Diese App macht barrierefreie Routenplanung möglich
Der Kampf gegen Treppen, Bordsteine und steile Wege hat begonnen - "Mobil-Atlas" ab Ende des Jahres auf dem Markt

Mithilfe des "Mobil-Atlas" können mobilitätseingeschränkte Nutzer bald den besten Weg durch die Stadt finden. Foto: Philipp Rothe
Heidelberg. (nisu) Bordsteine, steile Wege, Kopfsteinpflaster: Für Rollstuhlfahrer, ältere Menschen und Eltern mit Kinderwagen stellen sie teilweise unüberwindliche Hindernisse dar. Ein Nachmittag in der schönen Heidelberger Altstadt kann da schnell zum Albtraum werden. Hier soll in Zukunft die Routenplaner-App "Mobil-Atlas" aushelfen: Sie zeigt barrierefreie, ebene Wege in der Innenstadt an und hilft somit auch Menschen, die einen Rollstuhl schieben.
Die App funktioniert ähnlich wie Google-Maps: Man gibt Start und Ziel ein, die App berechnet die beste Route und die voraussichtliche Gehzeit. Zusätzlich kann jeder Benutzer individuell einstellen, welche Bordsteinhöhe, welche Steigung und welche Gehwegbreite er sich wünscht. "Ziel der App ist es, eine individuell passende Route für jeden Mobilitätseingeschränkten zu berechnen", erklärt Christina Reiß, die kommunale Behindertenbeauftragte. "Und wenn man auf dem Weg nochmal bei Douglas vorbeischauen will, ist das auch kein Problem: Man gibt einfach ,Routing über …‘ ein - und schon spuckt die App eine passende, begehbare Route aus", erklärt Andrea Caspar-Thron vom Referat des Oberbürgermeisters.

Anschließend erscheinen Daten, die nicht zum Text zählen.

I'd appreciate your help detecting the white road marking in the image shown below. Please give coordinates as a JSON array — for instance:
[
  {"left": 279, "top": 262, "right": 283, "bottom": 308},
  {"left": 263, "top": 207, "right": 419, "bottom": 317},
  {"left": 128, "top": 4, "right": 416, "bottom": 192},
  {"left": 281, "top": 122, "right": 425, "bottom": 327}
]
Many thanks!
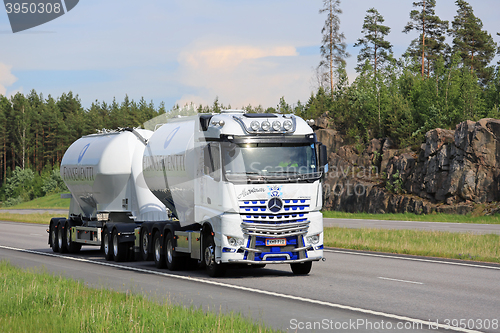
[
  {"left": 323, "top": 249, "right": 500, "bottom": 270},
  {"left": 378, "top": 276, "right": 423, "bottom": 284},
  {"left": 0, "top": 245, "right": 481, "bottom": 333}
]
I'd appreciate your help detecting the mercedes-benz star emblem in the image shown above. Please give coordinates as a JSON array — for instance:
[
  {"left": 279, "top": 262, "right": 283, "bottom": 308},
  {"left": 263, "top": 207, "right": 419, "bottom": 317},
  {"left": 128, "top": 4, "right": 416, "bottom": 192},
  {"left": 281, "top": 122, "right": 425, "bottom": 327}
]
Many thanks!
[{"left": 267, "top": 197, "right": 283, "bottom": 213}]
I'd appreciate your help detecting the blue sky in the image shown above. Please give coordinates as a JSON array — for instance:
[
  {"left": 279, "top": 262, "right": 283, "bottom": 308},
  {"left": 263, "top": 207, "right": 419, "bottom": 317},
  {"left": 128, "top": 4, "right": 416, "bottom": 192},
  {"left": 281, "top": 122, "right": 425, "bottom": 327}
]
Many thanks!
[{"left": 0, "top": 0, "right": 500, "bottom": 109}]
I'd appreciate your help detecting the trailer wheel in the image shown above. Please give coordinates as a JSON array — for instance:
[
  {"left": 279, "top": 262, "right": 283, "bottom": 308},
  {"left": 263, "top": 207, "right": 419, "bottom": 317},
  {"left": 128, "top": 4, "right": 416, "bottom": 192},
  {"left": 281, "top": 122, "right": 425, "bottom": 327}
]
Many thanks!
[
  {"left": 57, "top": 223, "right": 68, "bottom": 253},
  {"left": 113, "top": 230, "right": 128, "bottom": 261},
  {"left": 165, "top": 232, "right": 181, "bottom": 271},
  {"left": 141, "top": 229, "right": 153, "bottom": 261},
  {"left": 50, "top": 223, "right": 59, "bottom": 252},
  {"left": 290, "top": 261, "right": 312, "bottom": 275},
  {"left": 203, "top": 234, "right": 226, "bottom": 277},
  {"left": 102, "top": 229, "right": 113, "bottom": 261},
  {"left": 64, "top": 223, "right": 82, "bottom": 253},
  {"left": 153, "top": 232, "right": 165, "bottom": 268}
]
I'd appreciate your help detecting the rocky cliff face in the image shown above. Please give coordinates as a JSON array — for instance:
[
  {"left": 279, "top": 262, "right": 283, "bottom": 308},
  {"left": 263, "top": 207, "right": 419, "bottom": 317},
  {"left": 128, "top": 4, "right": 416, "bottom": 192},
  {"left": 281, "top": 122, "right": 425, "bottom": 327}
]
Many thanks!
[{"left": 316, "top": 115, "right": 500, "bottom": 214}]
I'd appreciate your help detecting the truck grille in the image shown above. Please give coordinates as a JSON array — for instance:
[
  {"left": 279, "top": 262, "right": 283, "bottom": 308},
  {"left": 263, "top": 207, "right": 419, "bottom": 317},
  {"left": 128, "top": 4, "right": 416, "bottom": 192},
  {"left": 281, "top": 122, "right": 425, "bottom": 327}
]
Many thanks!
[{"left": 239, "top": 199, "right": 310, "bottom": 237}]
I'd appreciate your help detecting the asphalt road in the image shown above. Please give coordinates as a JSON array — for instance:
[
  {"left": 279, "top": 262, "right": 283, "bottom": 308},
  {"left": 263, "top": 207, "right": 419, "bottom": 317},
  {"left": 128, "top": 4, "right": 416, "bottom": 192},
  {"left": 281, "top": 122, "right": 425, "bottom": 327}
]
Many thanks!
[
  {"left": 323, "top": 218, "right": 500, "bottom": 235},
  {"left": 0, "top": 222, "right": 500, "bottom": 332},
  {"left": 0, "top": 209, "right": 500, "bottom": 234}
]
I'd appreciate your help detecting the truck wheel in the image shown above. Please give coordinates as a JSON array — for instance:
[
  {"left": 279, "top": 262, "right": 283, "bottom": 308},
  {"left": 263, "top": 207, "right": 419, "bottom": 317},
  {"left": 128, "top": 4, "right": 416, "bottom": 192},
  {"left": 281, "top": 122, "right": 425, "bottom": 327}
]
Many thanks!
[
  {"left": 113, "top": 230, "right": 128, "bottom": 261},
  {"left": 57, "top": 223, "right": 68, "bottom": 253},
  {"left": 290, "top": 261, "right": 312, "bottom": 275},
  {"left": 153, "top": 232, "right": 165, "bottom": 268},
  {"left": 50, "top": 224, "right": 59, "bottom": 252},
  {"left": 165, "top": 232, "right": 181, "bottom": 271},
  {"left": 203, "top": 234, "right": 226, "bottom": 277},
  {"left": 102, "top": 229, "right": 113, "bottom": 261},
  {"left": 64, "top": 223, "right": 82, "bottom": 253},
  {"left": 141, "top": 229, "right": 152, "bottom": 261}
]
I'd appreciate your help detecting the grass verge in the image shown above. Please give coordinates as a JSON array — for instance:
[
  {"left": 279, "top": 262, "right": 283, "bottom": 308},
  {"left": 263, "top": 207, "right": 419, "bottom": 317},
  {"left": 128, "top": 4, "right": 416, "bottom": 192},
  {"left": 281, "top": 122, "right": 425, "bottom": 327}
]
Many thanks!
[
  {"left": 324, "top": 227, "right": 500, "bottom": 263},
  {"left": 323, "top": 210, "right": 500, "bottom": 224},
  {"left": 0, "top": 193, "right": 71, "bottom": 209},
  {"left": 0, "top": 210, "right": 56, "bottom": 225},
  {"left": 0, "top": 261, "right": 275, "bottom": 332}
]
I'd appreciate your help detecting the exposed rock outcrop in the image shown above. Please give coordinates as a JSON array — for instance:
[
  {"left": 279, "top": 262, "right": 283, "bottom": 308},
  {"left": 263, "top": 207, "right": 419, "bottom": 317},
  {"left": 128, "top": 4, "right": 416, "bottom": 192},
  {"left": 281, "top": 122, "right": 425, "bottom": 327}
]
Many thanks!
[{"left": 316, "top": 119, "right": 500, "bottom": 214}]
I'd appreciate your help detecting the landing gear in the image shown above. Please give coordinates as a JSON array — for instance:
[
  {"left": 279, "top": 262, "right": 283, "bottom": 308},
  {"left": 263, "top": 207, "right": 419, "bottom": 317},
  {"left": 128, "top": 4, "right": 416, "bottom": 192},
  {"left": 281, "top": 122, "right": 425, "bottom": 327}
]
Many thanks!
[
  {"left": 153, "top": 232, "right": 165, "bottom": 268},
  {"left": 203, "top": 235, "right": 226, "bottom": 277},
  {"left": 290, "top": 261, "right": 312, "bottom": 275}
]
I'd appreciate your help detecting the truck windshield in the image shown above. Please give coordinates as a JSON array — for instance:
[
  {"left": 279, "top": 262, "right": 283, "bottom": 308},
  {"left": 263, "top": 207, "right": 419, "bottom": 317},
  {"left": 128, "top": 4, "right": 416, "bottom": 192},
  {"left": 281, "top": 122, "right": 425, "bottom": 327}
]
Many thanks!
[{"left": 222, "top": 143, "right": 321, "bottom": 182}]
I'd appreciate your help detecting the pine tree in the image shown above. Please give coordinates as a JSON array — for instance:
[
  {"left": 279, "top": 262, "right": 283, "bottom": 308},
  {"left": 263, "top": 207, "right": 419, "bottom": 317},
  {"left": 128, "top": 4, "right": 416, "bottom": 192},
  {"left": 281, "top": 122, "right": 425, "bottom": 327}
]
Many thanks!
[
  {"left": 451, "top": 0, "right": 497, "bottom": 84},
  {"left": 403, "top": 0, "right": 449, "bottom": 77},
  {"left": 318, "top": 0, "right": 350, "bottom": 94},
  {"left": 354, "top": 8, "right": 392, "bottom": 76}
]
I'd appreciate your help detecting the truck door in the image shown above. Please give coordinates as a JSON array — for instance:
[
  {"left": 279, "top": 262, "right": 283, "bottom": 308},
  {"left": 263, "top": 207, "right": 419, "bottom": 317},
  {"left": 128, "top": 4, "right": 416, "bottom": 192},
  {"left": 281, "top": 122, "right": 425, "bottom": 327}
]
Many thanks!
[{"left": 202, "top": 142, "right": 221, "bottom": 209}]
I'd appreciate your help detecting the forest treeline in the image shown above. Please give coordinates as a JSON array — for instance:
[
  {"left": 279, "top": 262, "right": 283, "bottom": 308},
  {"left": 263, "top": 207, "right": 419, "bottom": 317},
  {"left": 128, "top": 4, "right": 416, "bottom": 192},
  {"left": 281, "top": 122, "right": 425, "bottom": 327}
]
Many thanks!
[{"left": 0, "top": 0, "right": 500, "bottom": 203}]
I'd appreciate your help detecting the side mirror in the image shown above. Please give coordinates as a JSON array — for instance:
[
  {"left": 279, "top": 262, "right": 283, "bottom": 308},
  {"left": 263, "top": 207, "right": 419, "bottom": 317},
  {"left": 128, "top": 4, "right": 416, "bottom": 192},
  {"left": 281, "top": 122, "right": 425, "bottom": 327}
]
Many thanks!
[{"left": 319, "top": 144, "right": 328, "bottom": 167}]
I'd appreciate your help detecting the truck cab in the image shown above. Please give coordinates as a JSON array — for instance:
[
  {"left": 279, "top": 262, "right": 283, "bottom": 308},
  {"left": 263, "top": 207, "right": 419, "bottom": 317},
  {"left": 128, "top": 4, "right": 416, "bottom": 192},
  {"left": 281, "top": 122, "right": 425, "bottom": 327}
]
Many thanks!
[{"left": 143, "top": 110, "right": 326, "bottom": 275}]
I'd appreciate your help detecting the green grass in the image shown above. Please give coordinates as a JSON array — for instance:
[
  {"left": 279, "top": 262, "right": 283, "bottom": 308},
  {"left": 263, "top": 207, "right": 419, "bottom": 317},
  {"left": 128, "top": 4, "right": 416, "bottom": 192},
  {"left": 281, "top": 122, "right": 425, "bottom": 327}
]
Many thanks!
[
  {"left": 0, "top": 261, "right": 280, "bottom": 333},
  {"left": 323, "top": 210, "right": 500, "bottom": 224},
  {"left": 0, "top": 210, "right": 58, "bottom": 225},
  {"left": 324, "top": 227, "right": 500, "bottom": 263},
  {"left": 0, "top": 193, "right": 71, "bottom": 209}
]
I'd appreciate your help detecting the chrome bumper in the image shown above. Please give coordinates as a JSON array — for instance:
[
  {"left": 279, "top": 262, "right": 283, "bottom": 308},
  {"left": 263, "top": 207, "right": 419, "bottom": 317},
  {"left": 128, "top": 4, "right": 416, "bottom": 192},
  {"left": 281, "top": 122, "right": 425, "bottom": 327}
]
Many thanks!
[{"left": 228, "top": 256, "right": 323, "bottom": 265}]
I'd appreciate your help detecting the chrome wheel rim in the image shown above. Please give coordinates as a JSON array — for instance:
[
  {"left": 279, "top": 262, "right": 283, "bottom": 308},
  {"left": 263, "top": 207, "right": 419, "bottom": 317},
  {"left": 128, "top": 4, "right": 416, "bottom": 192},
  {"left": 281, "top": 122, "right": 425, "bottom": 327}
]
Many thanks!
[
  {"left": 113, "top": 234, "right": 118, "bottom": 257},
  {"left": 205, "top": 245, "right": 214, "bottom": 267},
  {"left": 155, "top": 238, "right": 161, "bottom": 262},
  {"left": 104, "top": 233, "right": 109, "bottom": 255},
  {"left": 51, "top": 228, "right": 57, "bottom": 246},
  {"left": 167, "top": 239, "right": 174, "bottom": 263},
  {"left": 66, "top": 227, "right": 71, "bottom": 248},
  {"left": 57, "top": 228, "right": 63, "bottom": 249},
  {"left": 142, "top": 232, "right": 149, "bottom": 255}
]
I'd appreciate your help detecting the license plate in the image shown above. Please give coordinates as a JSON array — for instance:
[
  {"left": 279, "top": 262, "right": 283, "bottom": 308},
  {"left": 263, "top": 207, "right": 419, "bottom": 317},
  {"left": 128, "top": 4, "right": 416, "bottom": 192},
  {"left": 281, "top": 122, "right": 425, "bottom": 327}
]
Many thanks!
[{"left": 266, "top": 238, "right": 286, "bottom": 246}]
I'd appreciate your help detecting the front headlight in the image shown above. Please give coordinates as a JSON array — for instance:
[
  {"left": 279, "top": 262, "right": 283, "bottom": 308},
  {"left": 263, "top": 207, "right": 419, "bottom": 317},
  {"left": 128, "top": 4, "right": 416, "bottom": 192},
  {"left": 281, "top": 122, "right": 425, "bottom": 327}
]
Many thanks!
[
  {"left": 227, "top": 236, "right": 245, "bottom": 247},
  {"left": 261, "top": 120, "right": 271, "bottom": 132},
  {"left": 306, "top": 234, "right": 319, "bottom": 244},
  {"left": 273, "top": 120, "right": 281, "bottom": 131},
  {"left": 250, "top": 120, "right": 260, "bottom": 132}
]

Damit die App auch jeden erreicht, wird eine Version in "Einfacher Sprache" entwickelt. So kann sie auch von Menschen verstanden werden, denen es schwerfällt, lange Sätze, Relativsätze und lange Wörter zu verstehen. Das sind zum einen Menschen mit geistiger Behinderung oder Lernbehinderung, aber auch Gehörlose, die Gebärdensprache gewohnt sind, Leute, die nicht gut deutsch sprechen und funktionale Analphabeten - also Menschen, die sehr lange brauchen, um einzelne Wörter zu lesen. Eine GPS-Funktion kann den Startpunkt auch automatisch ausfindig machen und somit die Eingabe erleichtern. Wenn man einen Ort öfter verwendet, merkt sich die App ihn und schlägt ihn vor.
Aber eine App zu bedienen, kann auch schwierig sein. Daher gibt es ein Lernprogramm in Leichter Sprache, das man online aufrufen kann. In einem einfachen Design und in großer Schrift werden drei Schritte angezeigt: Das Herunterladen, ein Video, das die App erklärt, und Aufgaben, um zu üben, wie man die App verwendet, bevor der Ernstfall eintritt. "Das Interesse ist groß. Menschen mit geistiger Behinderung lesen mittlerweile meistens im Internet und ein großer Teil verwendet Smartphones", berichtet Steffen Schwab vom Büro für Leichte Sprache. Die App funktioniert über mobile Daten und wird wohl Ende des Jahres für das IPhone-Betriebssystem und alle Android-Geräte in den App-Stores kostenlos zur Verfügung stehen.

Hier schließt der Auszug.